Riot Headline The Best Books of 2024
Our Reading Lives

An Ode to Book Inscriptions

This content contains affiliate links. When you buy through these links, we may earn an affiliate commission.

Kristen McDeavitt

Staff Writer

Kristen McDeavitt is a queer writer and backpacker. After graduating from UC Berkeley with an English degree, the usual sense of adventure took them to Wyoming, Texas, and Alaska, where they currently live in a tent by a glacier.

When I knew I was in love, I gave my now-partner A Sand County Almanac. On the inside cover, the book’s spine still unbroken, I wrote, “For someone who understands.” To me, this was the ultimate gesture of affection.

Giving a book that I inscribed is something I do for my family and dearest friends. I trust that they understand the meaning behind this. We share a deep bond, yes. But more importantly, that bond is deep enough that I can expose an intimate part of myself through this book. I hope they see this vulnerability.

The books I gift have shaped me profoundly, and I want the recipients to understand how. Even though the copies I give them are new and unmarked, I hope that the readers can see what I saw in those pages, will know what I had underlined in mine.

In a way, these gifts are more about me than the people who receive them. But they are also always very personal recommendations. Confident that the receiver will enjoy the book as much as I did, I believe it will bring us closer. The reader pulls new insight and perspective from a favorite book. In the process, they enrich my knowledge of both themselves and the text.

book inscriptions

A beautiful discovery

F0r that reason, I love finding inscribed books second-hand. Searching through the shelves of a used bookstore or flipping through the dog-eared paperbacks in a thrift store, I am always on the hunt for an inscription in the front cover.

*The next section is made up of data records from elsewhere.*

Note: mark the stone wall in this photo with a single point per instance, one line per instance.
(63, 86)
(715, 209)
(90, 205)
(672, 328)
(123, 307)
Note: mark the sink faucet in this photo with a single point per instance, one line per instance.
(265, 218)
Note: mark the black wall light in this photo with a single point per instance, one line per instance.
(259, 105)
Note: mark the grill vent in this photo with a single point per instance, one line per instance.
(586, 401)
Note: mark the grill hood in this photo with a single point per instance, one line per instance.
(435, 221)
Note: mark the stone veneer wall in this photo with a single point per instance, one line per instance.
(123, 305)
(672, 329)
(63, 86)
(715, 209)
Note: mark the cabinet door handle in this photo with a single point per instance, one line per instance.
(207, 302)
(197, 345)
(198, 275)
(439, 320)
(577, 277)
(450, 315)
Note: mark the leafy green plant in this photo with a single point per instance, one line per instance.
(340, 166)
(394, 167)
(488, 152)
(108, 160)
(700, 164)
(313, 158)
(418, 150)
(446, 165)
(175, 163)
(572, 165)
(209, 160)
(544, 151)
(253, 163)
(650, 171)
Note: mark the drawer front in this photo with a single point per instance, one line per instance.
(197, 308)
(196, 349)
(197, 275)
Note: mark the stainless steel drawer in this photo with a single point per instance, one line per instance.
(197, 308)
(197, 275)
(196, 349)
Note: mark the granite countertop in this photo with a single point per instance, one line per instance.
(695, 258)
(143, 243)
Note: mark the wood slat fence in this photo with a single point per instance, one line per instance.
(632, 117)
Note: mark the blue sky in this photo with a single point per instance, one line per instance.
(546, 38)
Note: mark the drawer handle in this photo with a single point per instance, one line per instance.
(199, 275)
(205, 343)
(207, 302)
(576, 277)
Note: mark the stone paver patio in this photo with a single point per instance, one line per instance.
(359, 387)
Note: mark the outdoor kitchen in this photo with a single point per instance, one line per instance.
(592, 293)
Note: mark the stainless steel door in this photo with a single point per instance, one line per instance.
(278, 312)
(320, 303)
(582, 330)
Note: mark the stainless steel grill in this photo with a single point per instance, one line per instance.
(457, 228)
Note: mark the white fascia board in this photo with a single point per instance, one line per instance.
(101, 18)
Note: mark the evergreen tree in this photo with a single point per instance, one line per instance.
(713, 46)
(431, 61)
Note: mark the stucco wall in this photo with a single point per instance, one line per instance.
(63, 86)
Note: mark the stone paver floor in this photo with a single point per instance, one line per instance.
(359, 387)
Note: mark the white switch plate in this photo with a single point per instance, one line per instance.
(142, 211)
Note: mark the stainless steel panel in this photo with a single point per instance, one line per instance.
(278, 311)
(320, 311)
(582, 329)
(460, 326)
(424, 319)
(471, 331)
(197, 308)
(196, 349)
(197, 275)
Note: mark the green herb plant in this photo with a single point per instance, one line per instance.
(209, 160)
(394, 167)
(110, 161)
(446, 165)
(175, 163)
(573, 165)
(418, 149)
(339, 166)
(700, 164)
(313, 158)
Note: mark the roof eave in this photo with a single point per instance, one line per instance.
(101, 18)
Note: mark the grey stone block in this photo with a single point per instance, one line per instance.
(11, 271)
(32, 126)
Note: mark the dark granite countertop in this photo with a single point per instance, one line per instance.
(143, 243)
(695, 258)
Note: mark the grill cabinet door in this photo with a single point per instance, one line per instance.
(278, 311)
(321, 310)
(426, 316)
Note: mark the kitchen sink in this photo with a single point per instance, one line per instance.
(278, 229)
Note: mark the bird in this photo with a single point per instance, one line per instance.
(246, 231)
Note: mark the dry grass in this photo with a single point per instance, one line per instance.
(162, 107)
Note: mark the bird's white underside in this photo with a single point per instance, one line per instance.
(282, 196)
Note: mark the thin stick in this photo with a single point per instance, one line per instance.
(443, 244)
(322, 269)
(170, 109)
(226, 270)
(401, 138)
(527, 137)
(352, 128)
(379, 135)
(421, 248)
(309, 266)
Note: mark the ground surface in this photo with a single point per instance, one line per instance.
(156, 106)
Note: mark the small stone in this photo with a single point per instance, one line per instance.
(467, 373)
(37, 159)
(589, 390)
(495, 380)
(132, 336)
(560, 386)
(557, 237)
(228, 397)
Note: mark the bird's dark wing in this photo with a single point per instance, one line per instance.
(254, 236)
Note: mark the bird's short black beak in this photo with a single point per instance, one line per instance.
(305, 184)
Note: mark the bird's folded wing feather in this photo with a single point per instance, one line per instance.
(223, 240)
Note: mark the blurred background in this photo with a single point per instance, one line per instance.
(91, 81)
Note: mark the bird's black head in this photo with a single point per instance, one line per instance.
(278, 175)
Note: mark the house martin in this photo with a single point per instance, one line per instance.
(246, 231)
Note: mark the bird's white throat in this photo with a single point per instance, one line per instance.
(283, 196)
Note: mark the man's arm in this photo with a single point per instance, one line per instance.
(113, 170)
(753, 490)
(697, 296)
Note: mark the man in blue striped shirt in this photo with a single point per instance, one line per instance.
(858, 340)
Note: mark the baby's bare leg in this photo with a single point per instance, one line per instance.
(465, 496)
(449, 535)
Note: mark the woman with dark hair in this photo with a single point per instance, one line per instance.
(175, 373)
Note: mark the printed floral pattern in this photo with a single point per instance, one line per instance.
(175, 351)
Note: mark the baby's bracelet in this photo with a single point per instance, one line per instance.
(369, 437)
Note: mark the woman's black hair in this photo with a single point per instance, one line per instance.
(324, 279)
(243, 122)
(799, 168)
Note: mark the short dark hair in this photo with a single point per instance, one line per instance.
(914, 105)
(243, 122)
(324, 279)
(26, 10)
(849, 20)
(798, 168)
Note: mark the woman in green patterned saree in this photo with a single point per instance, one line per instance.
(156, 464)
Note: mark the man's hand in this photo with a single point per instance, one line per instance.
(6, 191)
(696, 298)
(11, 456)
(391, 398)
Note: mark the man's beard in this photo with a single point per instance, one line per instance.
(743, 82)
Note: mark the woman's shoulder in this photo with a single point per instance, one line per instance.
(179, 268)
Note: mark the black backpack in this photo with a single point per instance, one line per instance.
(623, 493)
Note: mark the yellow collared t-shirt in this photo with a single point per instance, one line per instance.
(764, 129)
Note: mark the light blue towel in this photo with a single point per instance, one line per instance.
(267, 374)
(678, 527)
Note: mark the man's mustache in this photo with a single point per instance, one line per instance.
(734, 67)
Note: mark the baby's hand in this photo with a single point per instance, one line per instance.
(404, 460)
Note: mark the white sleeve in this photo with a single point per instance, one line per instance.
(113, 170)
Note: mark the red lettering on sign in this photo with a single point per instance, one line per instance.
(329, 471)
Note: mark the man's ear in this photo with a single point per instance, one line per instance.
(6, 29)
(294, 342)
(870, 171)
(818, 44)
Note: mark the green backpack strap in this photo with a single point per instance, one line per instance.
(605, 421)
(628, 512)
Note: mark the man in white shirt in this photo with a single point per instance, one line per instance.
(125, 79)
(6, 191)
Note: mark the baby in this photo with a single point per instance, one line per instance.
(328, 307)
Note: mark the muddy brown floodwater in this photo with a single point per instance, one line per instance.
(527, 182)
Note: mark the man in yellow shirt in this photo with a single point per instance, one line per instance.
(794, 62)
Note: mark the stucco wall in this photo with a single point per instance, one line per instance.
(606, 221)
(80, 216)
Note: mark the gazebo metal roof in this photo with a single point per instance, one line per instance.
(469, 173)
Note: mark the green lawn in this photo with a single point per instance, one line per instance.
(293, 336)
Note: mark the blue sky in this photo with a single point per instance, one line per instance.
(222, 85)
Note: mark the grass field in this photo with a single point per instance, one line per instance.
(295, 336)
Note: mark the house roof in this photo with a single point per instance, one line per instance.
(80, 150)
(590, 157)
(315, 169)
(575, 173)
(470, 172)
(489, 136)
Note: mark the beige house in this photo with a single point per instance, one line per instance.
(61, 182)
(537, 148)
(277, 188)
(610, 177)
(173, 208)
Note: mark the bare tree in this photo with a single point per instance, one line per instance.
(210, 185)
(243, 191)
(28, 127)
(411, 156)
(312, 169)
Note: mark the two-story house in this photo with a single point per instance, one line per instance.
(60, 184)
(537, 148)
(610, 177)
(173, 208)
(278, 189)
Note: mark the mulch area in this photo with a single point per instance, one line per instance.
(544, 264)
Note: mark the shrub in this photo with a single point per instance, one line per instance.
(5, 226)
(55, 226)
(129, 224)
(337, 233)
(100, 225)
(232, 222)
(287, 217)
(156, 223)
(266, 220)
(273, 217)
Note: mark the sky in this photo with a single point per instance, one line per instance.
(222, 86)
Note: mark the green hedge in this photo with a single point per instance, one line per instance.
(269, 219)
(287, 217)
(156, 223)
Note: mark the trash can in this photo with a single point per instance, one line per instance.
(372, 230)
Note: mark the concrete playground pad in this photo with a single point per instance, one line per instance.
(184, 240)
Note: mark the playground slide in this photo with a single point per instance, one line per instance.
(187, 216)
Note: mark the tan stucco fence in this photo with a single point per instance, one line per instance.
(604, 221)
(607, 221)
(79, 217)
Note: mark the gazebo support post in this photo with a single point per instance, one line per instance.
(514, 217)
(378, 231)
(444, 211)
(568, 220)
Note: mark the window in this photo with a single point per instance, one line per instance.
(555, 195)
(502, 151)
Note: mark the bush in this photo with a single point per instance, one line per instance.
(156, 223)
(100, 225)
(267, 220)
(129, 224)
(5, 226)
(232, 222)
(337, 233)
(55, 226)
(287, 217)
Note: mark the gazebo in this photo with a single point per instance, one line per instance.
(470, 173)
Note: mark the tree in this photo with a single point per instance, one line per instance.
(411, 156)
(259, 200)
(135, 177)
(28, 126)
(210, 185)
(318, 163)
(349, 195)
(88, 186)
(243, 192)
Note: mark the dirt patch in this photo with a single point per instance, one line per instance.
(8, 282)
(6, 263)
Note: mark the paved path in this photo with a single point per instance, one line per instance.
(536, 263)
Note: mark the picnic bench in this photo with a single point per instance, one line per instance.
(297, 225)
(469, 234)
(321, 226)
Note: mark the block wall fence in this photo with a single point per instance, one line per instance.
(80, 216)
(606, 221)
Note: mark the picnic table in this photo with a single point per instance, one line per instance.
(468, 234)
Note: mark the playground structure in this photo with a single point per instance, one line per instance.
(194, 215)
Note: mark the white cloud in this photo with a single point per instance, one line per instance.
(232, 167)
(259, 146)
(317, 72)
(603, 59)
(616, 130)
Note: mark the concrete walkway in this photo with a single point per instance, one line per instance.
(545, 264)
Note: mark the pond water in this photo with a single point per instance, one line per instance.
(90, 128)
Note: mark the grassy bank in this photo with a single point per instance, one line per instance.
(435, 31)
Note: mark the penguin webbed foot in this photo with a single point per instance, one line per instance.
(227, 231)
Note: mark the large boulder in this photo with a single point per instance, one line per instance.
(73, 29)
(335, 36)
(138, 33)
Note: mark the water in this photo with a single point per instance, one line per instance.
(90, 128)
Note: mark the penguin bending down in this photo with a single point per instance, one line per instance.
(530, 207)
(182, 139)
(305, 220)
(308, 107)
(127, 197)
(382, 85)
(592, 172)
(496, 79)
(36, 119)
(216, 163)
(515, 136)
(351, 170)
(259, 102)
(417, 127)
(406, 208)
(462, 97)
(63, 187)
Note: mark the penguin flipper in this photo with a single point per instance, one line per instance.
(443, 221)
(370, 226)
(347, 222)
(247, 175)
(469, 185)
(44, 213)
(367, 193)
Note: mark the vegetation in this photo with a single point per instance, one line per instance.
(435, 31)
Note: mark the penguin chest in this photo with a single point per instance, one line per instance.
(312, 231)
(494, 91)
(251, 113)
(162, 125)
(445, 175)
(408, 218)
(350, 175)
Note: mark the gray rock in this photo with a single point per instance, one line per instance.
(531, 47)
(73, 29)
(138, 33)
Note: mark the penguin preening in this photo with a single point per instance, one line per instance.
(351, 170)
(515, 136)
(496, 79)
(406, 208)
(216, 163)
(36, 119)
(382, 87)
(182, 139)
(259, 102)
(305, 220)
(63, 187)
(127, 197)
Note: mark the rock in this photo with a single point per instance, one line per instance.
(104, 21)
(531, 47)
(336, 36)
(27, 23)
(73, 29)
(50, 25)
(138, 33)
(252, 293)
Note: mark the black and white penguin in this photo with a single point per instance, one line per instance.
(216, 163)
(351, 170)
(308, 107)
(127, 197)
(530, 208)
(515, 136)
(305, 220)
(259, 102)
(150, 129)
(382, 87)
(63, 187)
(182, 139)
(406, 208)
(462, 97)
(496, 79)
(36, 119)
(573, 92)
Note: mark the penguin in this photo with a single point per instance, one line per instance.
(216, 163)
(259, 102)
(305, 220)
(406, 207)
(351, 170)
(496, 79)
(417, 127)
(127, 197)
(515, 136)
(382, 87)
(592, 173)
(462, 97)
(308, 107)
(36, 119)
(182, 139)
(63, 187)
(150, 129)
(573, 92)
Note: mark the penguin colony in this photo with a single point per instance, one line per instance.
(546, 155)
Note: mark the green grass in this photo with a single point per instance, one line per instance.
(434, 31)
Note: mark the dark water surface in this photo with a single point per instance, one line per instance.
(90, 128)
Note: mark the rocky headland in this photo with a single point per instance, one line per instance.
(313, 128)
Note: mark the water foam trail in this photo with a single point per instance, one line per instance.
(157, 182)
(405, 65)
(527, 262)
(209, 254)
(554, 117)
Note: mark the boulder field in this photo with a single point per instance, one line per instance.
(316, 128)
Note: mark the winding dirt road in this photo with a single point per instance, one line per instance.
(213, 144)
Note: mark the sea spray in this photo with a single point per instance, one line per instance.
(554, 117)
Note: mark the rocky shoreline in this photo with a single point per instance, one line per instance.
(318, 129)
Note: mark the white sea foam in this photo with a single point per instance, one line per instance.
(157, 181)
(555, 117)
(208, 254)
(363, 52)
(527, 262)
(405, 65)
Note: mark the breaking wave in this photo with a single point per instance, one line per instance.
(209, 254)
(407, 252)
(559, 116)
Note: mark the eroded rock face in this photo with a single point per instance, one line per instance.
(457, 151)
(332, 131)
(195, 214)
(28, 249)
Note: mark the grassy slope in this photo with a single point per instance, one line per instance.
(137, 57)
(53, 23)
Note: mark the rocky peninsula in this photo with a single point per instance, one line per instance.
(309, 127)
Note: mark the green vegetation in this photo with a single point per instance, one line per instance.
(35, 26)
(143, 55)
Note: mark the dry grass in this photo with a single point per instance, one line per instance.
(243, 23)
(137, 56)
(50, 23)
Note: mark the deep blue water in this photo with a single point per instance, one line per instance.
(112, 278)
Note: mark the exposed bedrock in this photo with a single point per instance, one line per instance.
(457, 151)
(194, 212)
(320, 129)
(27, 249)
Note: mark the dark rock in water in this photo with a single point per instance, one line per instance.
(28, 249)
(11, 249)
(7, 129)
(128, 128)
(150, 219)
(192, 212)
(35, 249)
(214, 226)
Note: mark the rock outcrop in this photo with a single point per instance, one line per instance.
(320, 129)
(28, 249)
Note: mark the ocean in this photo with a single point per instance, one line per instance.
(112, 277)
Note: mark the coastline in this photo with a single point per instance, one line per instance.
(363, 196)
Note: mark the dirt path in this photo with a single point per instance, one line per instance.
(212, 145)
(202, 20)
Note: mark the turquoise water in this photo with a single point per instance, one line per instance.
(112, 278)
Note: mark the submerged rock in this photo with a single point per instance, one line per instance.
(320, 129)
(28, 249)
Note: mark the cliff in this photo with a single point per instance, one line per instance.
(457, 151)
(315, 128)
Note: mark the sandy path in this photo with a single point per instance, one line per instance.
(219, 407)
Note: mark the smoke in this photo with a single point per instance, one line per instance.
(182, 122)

I discovered one of my favorites at a library book sale. A hardcover copy of Isak Dinesen’s Out of Africa, black with only a gold flamingo on the cover, caught my eye. Curious, I opened it up looking for the publication date. Instead, I found an inscription that I imagined flowing from a fountain pen: “To Shirley: One of the few people for whom I believe this book was written. Love, Jack. Christmas 1942.”

I don’t know anything about Shirley and Jack except for this one moment in their lives. I don’t know what their relationship was. (Were they newly in love or married twenty years? Was Jack trying to woo Shirley, or were they just siblings?) But from this one inscription, I imagine an entire world. My imaginings are less about this moment in time, so far from my own, than about the shared intimate world of these two people. I love inscriptions for the same reason I love good stories: they give me glimpses into the interior worlds of others.

I hope that one day my book inscriptions find their way into the hands of strangers.